Джентльмены,
Поскольку сегодня я впервые[101] выступаю в этом университете в официальном качестве преподавателя философии, на которое я был милостиво назначен Его Величеством Королём,[2] позвольте мне в качестве вступления сказать, что я счёл особенно желательным и приятным занять должность, предполагающую более широкое академическое влияние, как в этот конкретный момент, так и в этом конкретном месте.[3]

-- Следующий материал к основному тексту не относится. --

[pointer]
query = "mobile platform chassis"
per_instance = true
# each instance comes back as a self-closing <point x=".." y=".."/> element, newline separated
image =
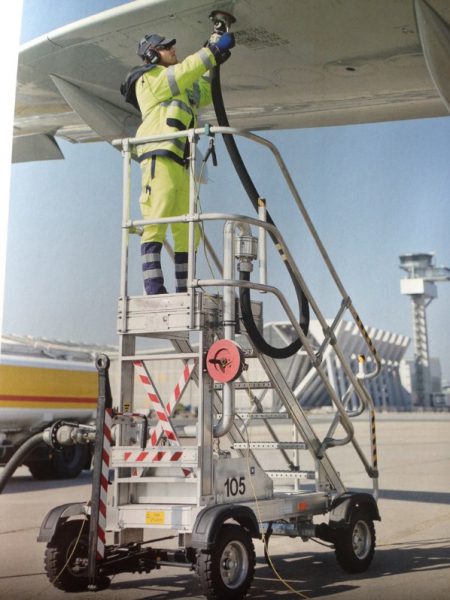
<point x="211" y="491"/>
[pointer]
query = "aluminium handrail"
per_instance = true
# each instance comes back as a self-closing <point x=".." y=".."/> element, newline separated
<point x="346" y="304"/>
<point x="211" y="131"/>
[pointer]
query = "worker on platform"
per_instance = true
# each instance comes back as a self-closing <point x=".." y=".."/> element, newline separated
<point x="168" y="93"/>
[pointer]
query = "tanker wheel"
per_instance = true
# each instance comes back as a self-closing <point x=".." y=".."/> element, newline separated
<point x="355" y="545"/>
<point x="226" y="572"/>
<point x="63" y="464"/>
<point x="66" y="558"/>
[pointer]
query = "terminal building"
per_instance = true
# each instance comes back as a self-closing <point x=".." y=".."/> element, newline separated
<point x="387" y="390"/>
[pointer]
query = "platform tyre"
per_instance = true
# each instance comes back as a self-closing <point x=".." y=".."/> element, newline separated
<point x="64" y="564"/>
<point x="226" y="572"/>
<point x="355" y="545"/>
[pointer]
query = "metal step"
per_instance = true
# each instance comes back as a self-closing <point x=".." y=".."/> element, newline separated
<point x="270" y="446"/>
<point x="245" y="385"/>
<point x="281" y="474"/>
<point x="263" y="416"/>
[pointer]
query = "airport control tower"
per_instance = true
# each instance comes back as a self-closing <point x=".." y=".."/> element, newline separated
<point x="420" y="286"/>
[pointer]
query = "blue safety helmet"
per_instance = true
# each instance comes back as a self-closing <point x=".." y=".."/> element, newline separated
<point x="153" y="42"/>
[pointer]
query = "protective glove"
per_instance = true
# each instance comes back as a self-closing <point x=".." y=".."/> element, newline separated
<point x="225" y="42"/>
<point x="221" y="57"/>
<point x="220" y="47"/>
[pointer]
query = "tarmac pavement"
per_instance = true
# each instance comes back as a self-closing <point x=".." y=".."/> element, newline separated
<point x="412" y="558"/>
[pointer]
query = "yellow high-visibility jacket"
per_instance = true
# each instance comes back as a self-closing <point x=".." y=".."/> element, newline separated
<point x="169" y="98"/>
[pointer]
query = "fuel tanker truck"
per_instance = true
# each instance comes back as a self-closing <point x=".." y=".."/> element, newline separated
<point x="42" y="382"/>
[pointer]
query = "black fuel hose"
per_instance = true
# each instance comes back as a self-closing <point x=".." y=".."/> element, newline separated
<point x="18" y="457"/>
<point x="244" y="293"/>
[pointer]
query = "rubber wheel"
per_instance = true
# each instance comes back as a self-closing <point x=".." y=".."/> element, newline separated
<point x="63" y="464"/>
<point x="66" y="559"/>
<point x="355" y="545"/>
<point x="226" y="572"/>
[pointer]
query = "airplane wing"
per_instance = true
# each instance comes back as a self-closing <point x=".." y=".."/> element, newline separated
<point x="296" y="64"/>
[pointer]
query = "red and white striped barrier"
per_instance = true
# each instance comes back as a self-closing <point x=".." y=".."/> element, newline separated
<point x="104" y="481"/>
<point x="169" y="456"/>
<point x="163" y="410"/>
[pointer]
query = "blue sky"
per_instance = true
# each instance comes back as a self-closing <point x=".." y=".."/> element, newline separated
<point x="373" y="191"/>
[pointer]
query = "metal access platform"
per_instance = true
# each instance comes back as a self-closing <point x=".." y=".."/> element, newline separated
<point x="213" y="489"/>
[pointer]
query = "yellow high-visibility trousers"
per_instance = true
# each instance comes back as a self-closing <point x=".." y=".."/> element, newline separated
<point x="165" y="193"/>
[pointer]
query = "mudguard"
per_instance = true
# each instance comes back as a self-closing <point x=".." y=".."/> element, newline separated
<point x="210" y="519"/>
<point x="55" y="516"/>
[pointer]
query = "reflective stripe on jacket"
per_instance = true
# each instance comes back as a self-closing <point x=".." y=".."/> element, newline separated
<point x="169" y="98"/>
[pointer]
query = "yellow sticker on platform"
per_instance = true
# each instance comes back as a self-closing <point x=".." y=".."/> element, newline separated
<point x="155" y="517"/>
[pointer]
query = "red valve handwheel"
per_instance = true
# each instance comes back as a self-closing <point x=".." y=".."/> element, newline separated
<point x="224" y="361"/>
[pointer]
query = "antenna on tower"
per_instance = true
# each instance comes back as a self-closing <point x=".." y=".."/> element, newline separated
<point x="420" y="285"/>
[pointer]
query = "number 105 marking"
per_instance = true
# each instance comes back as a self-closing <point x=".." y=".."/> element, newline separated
<point x="235" y="486"/>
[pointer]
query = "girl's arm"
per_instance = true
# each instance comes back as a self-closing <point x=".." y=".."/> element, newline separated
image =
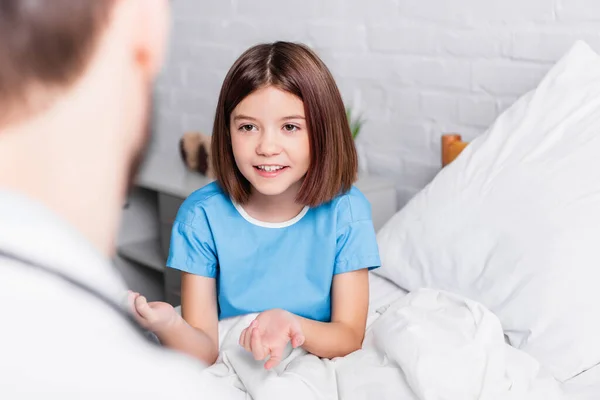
<point x="196" y="334"/>
<point x="346" y="331"/>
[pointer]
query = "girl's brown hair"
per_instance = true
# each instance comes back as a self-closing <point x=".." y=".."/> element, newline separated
<point x="296" y="69"/>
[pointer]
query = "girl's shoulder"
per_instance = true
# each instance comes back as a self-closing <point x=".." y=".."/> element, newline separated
<point x="202" y="201"/>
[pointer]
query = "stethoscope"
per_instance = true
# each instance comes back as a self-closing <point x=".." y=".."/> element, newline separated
<point x="85" y="288"/>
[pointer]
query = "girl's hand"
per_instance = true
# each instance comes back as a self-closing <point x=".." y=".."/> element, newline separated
<point x="269" y="333"/>
<point x="155" y="316"/>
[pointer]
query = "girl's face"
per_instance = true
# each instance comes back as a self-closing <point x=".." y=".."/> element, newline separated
<point x="270" y="141"/>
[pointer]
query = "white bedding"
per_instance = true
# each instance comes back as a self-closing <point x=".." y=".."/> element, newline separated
<point x="424" y="345"/>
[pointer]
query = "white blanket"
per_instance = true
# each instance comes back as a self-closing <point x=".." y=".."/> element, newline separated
<point x="428" y="345"/>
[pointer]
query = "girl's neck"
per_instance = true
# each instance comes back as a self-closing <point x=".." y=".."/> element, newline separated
<point x="273" y="209"/>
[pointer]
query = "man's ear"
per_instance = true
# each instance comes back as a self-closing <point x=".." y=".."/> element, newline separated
<point x="149" y="21"/>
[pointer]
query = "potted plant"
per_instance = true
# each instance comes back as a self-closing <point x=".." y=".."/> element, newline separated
<point x="356" y="123"/>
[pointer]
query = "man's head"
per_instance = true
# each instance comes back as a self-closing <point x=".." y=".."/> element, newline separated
<point x="75" y="96"/>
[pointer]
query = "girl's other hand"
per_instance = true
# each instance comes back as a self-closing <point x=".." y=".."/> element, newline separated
<point x="269" y="333"/>
<point x="155" y="316"/>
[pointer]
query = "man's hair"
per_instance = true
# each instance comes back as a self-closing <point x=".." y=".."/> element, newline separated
<point x="45" y="45"/>
<point x="296" y="69"/>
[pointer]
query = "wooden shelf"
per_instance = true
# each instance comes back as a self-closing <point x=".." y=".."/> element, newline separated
<point x="147" y="252"/>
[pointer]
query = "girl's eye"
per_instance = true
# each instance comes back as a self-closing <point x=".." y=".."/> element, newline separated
<point x="247" y="128"/>
<point x="290" y="128"/>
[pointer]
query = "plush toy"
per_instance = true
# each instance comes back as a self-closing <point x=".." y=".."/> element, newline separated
<point x="195" y="152"/>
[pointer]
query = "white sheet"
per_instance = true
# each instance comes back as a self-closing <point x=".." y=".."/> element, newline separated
<point x="425" y="345"/>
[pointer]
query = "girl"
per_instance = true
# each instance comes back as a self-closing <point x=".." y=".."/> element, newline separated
<point x="282" y="232"/>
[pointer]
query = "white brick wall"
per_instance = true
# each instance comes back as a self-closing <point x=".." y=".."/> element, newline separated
<point x="414" y="68"/>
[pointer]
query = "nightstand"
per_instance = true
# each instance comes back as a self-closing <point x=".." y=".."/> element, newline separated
<point x="164" y="183"/>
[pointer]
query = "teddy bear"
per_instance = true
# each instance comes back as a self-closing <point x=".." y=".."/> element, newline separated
<point x="195" y="151"/>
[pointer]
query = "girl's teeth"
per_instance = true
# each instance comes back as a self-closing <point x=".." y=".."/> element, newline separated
<point x="269" y="168"/>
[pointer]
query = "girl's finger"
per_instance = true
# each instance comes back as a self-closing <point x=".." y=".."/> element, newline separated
<point x="275" y="358"/>
<point x="243" y="337"/>
<point x="257" y="348"/>
<point x="247" y="340"/>
<point x="297" y="340"/>
<point x="142" y="307"/>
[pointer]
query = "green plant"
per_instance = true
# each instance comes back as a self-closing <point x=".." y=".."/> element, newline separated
<point x="355" y="123"/>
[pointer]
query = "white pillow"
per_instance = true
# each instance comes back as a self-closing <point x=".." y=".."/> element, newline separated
<point x="514" y="221"/>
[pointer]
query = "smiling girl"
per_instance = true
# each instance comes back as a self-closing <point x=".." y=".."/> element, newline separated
<point x="282" y="232"/>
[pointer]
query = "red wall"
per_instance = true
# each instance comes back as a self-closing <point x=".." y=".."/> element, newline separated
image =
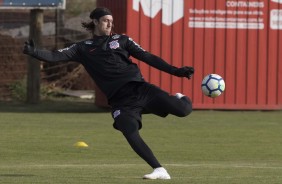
<point x="240" y="42"/>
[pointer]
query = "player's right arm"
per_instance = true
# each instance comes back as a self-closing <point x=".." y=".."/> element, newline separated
<point x="66" y="54"/>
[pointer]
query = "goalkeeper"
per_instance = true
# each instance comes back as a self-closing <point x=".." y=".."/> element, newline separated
<point x="106" y="58"/>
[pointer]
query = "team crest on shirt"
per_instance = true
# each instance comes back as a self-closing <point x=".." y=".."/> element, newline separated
<point x="88" y="42"/>
<point x="114" y="44"/>
<point x="116" y="113"/>
<point x="115" y="37"/>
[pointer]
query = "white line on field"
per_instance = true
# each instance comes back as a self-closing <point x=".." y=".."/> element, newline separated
<point x="250" y="166"/>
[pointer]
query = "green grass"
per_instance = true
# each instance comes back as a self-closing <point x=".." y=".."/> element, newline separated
<point x="208" y="147"/>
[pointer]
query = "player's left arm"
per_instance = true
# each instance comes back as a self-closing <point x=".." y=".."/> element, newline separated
<point x="139" y="53"/>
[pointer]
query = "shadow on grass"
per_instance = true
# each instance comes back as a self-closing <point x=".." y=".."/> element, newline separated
<point x="46" y="106"/>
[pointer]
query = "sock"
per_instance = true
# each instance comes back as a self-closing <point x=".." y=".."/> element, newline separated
<point x="142" y="149"/>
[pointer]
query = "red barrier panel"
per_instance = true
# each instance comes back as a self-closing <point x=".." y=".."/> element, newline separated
<point x="239" y="40"/>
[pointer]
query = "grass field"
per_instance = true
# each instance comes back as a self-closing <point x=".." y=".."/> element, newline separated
<point x="208" y="147"/>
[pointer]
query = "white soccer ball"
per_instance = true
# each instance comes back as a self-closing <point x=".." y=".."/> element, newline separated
<point x="213" y="85"/>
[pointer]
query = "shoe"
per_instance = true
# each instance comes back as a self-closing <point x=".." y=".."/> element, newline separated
<point x="158" y="173"/>
<point x="179" y="95"/>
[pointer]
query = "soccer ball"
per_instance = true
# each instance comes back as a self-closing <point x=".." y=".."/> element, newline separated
<point x="213" y="85"/>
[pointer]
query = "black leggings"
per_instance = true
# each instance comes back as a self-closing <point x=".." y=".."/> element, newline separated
<point x="129" y="125"/>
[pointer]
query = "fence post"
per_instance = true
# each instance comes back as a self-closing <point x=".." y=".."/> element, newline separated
<point x="33" y="75"/>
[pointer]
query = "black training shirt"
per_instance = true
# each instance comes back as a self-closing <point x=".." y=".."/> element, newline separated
<point x="106" y="59"/>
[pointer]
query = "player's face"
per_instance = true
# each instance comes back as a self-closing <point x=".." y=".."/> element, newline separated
<point x="104" y="25"/>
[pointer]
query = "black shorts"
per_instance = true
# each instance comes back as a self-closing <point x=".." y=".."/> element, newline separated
<point x="137" y="98"/>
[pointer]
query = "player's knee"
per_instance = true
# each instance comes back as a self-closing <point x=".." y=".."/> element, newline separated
<point x="127" y="125"/>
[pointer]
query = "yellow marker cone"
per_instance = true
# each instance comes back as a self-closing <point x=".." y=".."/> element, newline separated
<point x="81" y="144"/>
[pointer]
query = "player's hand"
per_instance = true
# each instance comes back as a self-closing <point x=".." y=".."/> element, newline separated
<point x="186" y="71"/>
<point x="29" y="47"/>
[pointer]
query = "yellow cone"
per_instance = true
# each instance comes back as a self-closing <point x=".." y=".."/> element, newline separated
<point x="81" y="144"/>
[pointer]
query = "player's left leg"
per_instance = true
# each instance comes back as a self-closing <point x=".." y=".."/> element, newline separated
<point x="162" y="104"/>
<point x="129" y="125"/>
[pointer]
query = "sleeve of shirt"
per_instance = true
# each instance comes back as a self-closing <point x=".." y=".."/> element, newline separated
<point x="139" y="53"/>
<point x="67" y="54"/>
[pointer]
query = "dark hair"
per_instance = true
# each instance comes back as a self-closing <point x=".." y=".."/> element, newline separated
<point x="97" y="13"/>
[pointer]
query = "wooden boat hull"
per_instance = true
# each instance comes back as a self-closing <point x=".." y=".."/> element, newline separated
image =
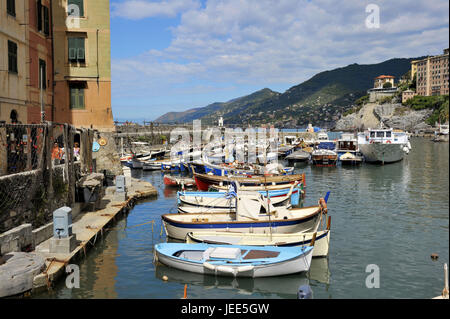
<point x="204" y="181"/>
<point x="175" y="182"/>
<point x="178" y="225"/>
<point x="264" y="262"/>
<point x="321" y="246"/>
<point x="324" y="159"/>
<point x="218" y="199"/>
<point x="382" y="153"/>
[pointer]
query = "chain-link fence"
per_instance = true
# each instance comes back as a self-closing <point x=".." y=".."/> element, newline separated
<point x="39" y="166"/>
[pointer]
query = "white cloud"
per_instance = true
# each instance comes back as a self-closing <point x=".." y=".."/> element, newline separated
<point x="266" y="42"/>
<point x="139" y="9"/>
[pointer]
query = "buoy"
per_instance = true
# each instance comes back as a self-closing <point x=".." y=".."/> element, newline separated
<point x="304" y="292"/>
<point x="185" y="292"/>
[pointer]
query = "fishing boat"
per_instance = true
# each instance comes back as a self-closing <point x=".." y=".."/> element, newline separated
<point x="178" y="181"/>
<point x="383" y="145"/>
<point x="298" y="156"/>
<point x="204" y="181"/>
<point x="152" y="165"/>
<point x="321" y="246"/>
<point x="222" y="201"/>
<point x="235" y="260"/>
<point x="252" y="214"/>
<point x="324" y="157"/>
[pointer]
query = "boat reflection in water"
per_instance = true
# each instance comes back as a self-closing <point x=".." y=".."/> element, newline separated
<point x="280" y="286"/>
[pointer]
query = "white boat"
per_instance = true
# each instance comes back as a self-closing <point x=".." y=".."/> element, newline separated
<point x="321" y="246"/>
<point x="253" y="214"/>
<point x="235" y="260"/>
<point x="324" y="157"/>
<point x="222" y="202"/>
<point x="351" y="159"/>
<point x="383" y="145"/>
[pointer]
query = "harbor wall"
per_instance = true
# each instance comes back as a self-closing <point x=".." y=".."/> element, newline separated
<point x="27" y="199"/>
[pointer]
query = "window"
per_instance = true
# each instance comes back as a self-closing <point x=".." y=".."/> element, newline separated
<point x="42" y="74"/>
<point x="46" y="21"/>
<point x="71" y="10"/>
<point x="39" y="15"/>
<point x="76" y="49"/>
<point x="12" y="57"/>
<point x="43" y="18"/>
<point x="11" y="7"/>
<point x="77" y="95"/>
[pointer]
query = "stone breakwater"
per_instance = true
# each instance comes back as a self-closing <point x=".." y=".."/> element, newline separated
<point x="40" y="268"/>
<point x="393" y="115"/>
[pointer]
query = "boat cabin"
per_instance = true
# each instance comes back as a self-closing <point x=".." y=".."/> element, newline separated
<point x="347" y="143"/>
<point x="290" y="140"/>
<point x="322" y="136"/>
<point x="383" y="136"/>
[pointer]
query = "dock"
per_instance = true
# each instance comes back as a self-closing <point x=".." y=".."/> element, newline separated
<point x="88" y="226"/>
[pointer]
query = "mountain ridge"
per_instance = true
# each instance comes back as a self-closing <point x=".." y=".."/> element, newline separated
<point x="321" y="100"/>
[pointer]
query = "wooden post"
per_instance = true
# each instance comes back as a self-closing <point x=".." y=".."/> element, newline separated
<point x="48" y="159"/>
<point x="29" y="142"/>
<point x="3" y="151"/>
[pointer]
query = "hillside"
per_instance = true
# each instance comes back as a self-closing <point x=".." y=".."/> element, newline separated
<point x="320" y="100"/>
<point x="211" y="112"/>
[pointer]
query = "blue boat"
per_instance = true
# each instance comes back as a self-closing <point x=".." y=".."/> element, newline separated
<point x="235" y="260"/>
<point x="212" y="199"/>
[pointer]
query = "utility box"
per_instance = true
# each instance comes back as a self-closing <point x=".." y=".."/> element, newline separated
<point x="120" y="184"/>
<point x="62" y="222"/>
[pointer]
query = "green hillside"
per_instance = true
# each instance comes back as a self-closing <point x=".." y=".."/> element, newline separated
<point x="319" y="101"/>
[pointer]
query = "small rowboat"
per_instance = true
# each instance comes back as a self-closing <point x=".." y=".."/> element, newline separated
<point x="324" y="157"/>
<point x="235" y="260"/>
<point x="178" y="181"/>
<point x="219" y="199"/>
<point x="350" y="159"/>
<point x="252" y="218"/>
<point x="204" y="181"/>
<point x="321" y="245"/>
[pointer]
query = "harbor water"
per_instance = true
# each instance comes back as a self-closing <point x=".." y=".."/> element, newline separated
<point x="385" y="220"/>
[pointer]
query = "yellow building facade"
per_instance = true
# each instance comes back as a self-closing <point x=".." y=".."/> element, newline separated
<point x="82" y="63"/>
<point x="13" y="61"/>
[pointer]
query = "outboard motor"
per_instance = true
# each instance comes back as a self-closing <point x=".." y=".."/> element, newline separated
<point x="304" y="292"/>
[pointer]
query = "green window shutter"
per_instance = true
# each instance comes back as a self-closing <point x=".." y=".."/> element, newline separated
<point x="39" y="15"/>
<point x="46" y="21"/>
<point x="80" y="50"/>
<point x="43" y="71"/>
<point x="79" y="4"/>
<point x="76" y="49"/>
<point x="11" y="7"/>
<point x="81" y="98"/>
<point x="12" y="57"/>
<point x="72" y="98"/>
<point x="76" y="96"/>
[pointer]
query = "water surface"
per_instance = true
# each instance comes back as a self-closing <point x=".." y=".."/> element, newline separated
<point x="392" y="216"/>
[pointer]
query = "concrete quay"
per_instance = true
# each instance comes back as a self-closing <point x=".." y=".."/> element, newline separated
<point x="88" y="226"/>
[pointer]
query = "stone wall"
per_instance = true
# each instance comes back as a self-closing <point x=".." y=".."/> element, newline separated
<point x="28" y="197"/>
<point x="107" y="158"/>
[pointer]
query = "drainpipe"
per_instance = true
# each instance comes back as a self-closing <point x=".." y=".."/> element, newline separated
<point x="52" y="37"/>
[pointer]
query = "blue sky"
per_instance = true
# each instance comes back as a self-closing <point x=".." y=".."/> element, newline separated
<point x="172" y="55"/>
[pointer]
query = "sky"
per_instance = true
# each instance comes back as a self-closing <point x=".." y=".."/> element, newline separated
<point x="173" y="55"/>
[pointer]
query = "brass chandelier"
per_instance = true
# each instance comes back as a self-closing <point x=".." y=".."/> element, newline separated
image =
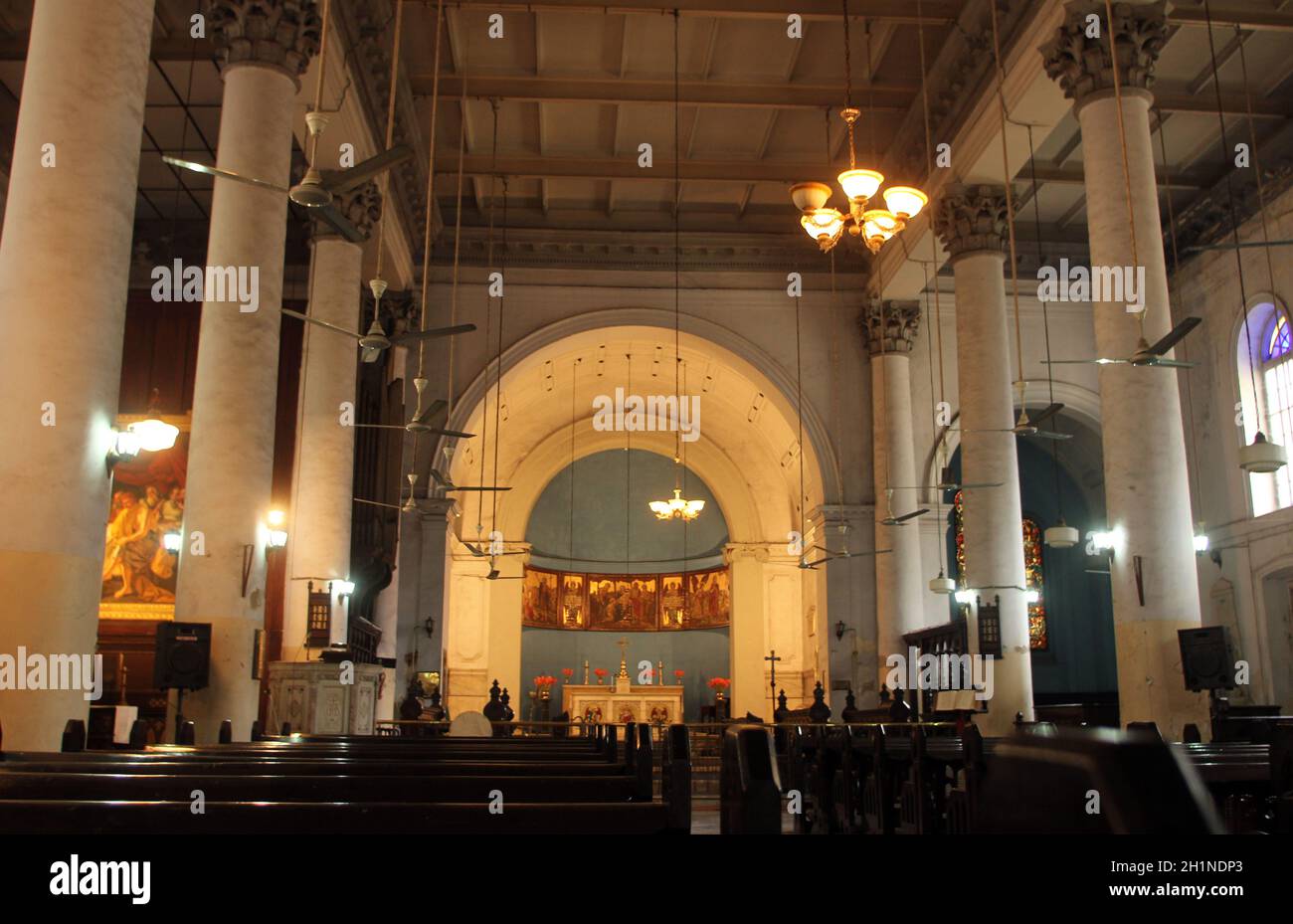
<point x="874" y="225"/>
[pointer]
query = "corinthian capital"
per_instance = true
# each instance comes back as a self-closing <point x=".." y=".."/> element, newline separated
<point x="970" y="219"/>
<point x="1080" y="63"/>
<point x="890" y="326"/>
<point x="282" y="34"/>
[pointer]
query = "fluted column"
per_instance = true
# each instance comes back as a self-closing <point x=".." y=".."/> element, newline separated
<point x="971" y="221"/>
<point x="318" y="544"/>
<point x="266" y="47"/>
<point x="1146" y="482"/>
<point x="890" y="327"/>
<point x="64" y="264"/>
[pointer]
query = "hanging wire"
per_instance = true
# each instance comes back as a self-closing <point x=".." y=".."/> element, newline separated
<point x="1050" y="370"/>
<point x="498" y="363"/>
<point x="391" y="136"/>
<point x="1257" y="163"/>
<point x="458" y="221"/>
<point x="1193" y="466"/>
<point x="431" y="193"/>
<point x="1123" y="143"/>
<point x="1010" y="195"/>
<point x="1233" y="216"/>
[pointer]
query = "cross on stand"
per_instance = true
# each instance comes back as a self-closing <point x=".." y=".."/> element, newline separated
<point x="772" y="656"/>
<point x="624" y="655"/>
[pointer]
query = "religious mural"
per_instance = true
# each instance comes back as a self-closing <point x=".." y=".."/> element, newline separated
<point x="626" y="603"/>
<point x="146" y="504"/>
<point x="1033" y="578"/>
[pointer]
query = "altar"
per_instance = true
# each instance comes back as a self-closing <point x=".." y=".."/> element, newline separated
<point x="622" y="702"/>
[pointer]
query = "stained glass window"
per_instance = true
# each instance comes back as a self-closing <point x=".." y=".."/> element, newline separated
<point x="1278" y="340"/>
<point x="1034" y="581"/>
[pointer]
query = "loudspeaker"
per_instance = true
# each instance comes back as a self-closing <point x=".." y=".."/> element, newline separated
<point x="181" y="655"/>
<point x="1206" y="657"/>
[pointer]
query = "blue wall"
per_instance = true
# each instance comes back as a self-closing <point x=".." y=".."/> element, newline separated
<point x="1078" y="605"/>
<point x="600" y="529"/>
<point x="701" y="652"/>
<point x="602" y="482"/>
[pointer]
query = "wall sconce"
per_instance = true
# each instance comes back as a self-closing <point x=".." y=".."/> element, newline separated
<point x="276" y="519"/>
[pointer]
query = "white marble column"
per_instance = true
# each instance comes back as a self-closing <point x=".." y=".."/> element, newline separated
<point x="65" y="256"/>
<point x="318" y="543"/>
<point x="1146" y="482"/>
<point x="973" y="225"/>
<point x="266" y="48"/>
<point x="890" y="327"/>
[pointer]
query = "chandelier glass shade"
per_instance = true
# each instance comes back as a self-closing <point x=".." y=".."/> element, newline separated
<point x="877" y="225"/>
<point x="676" y="508"/>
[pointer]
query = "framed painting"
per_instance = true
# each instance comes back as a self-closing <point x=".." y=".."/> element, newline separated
<point x="539" y="599"/>
<point x="709" y="600"/>
<point x="672" y="601"/>
<point x="622" y="603"/>
<point x="574" y="601"/>
<point x="145" y="522"/>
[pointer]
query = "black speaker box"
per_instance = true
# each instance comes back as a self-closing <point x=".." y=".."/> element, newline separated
<point x="181" y="656"/>
<point x="1206" y="657"/>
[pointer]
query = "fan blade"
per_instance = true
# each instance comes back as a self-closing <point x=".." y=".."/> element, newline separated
<point x="321" y="323"/>
<point x="332" y="216"/>
<point x="1175" y="335"/>
<point x="432" y="409"/>
<point x="1085" y="362"/>
<point x="1171" y="363"/>
<point x="414" y="336"/>
<point x="221" y="172"/>
<point x="1050" y="411"/>
<point x="340" y="181"/>
<point x="375" y="503"/>
<point x="910" y="516"/>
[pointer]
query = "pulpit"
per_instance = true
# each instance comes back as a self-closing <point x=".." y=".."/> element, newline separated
<point x="622" y="702"/>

Что касается конкретного момента, то, по-видимому, возникли те обстоятельства, при которых философия может еще раз рассчитывать на внимание и любовь, и при которых эта наука, которая почти замолчала,[4] может еще раз возвысить свой голос. Ибо не так давно срочность времени, с одной стороны, придавала такое большое значение мелким интересам повседневной жизни, а с другой стороны, высокие интересы действительности, интересы и конфликты, связанные просто с восстановлением и спасением политической целостности национальной жизни и государства, предъявляли такие высокие требования ко всем [нашим] умственным способностям и к силам всех [социальных] классов [Ständé] – а также к внешним ресурсам – что внутренняя жизнь духа не могла достичь покоя и досуга; и мировой дух был настолько связан с действительностью и вынужден обращаться вовне, что ему не давали возможности обратиться к самому себе вовнутрь и наслаждаться и потворствовать себе в своем подобающем доме.[5] Теперь, когда этот поток действительности был остановлен и немецкий народ в целом сохранил свою национальность, основу всей жизненной силы и жизни, настало время, когда в дополнение к империи реальный мир, свободное царство мысли также может процветать независимо от государства. И в любом случае сила духа заявила о себе настолько, что в [нынешнюю] эпоху могут выжить только идеи и то, что соответствует идеям, и ничто не может быть признано, если оно не оправдывает себя перед проницательностью и мыслью.[6 ] И именно это государство, в частности, [7] государство, которое приняло меня в свои ряды, которое в силу своего духовного превосходства [Übergewicht], поднялось до [нынешнего] значения [Gewicht] в действительности и в политической сфере и стало равным в силе и независимости тем государствам, которые могут превосходить его в внешних ресурсах. Здесь развитие и расцвет наук являются одним из важнейших моментов — даже в политической жизни. В этом университете — как в центральном университете — центр всей духовной культуры [Geistesbildung] и всей науки и истины, а именно философия, также должен найти своё место и пользоваться особым вниманием.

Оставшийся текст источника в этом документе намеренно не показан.